Here is a stream of my thoughts regarding this topic:

Under this umbrella of “whichever method meets their personal needs” is the fact that not all people who have sex and want to prevent pregnancy and STIs/HIV are heterosexual. I really wanted to make sure that the information I was providing was inclusive for all sexualities and identities. The more I looked into contraception and sex education, all of the yielded results were seemingly very much hetero-centric. I realize that same-sex couples are not usually capable of getting pregnant, but even this notion also erases the identities of transgender people who are sexually active. Regardless of how an individual identifies and regardless of how that correlates with what’s below their belt, teens and young adults, especially LGBTQ+ teen and young adults need to be included in and educated about sexual health education.

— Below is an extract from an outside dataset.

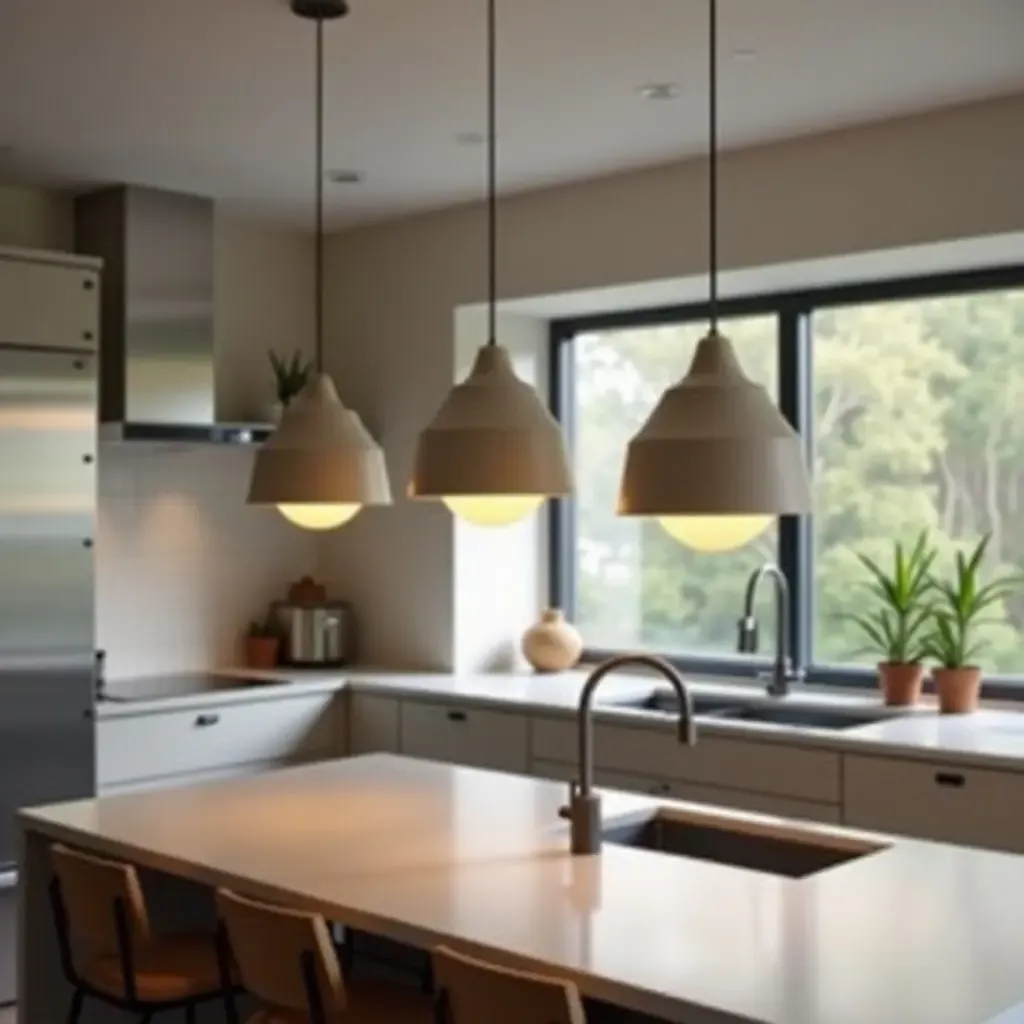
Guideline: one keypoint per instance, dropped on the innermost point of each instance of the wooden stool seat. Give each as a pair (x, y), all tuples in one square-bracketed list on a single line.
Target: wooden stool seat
[(171, 968)]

I guess the problem I seem to be facing here is that it is quite difficult to provide inclusive sex education because the resources that exist for this information completely disregard LGTBQ+ identities. There should not be an undertone of heterosexuality when discussing sexual health. I think all sexual health education should include all identities, because, facing the facts, an individual can get pregnant, contract a STI or HIV, transmit a STI or HIV, regardless of their identity, sexual orientation, or who they’re having sex with.

Maybe I’m looking in the wrong places, or not Google searching the correct phrases, but I’ve noticed a lack of information regarding the LGBTQ+ community and sexual health education. I hope as time goes on that sex ed is overall more inclusive and people of all identities realize that making safe and healthy decisions is incredibly important.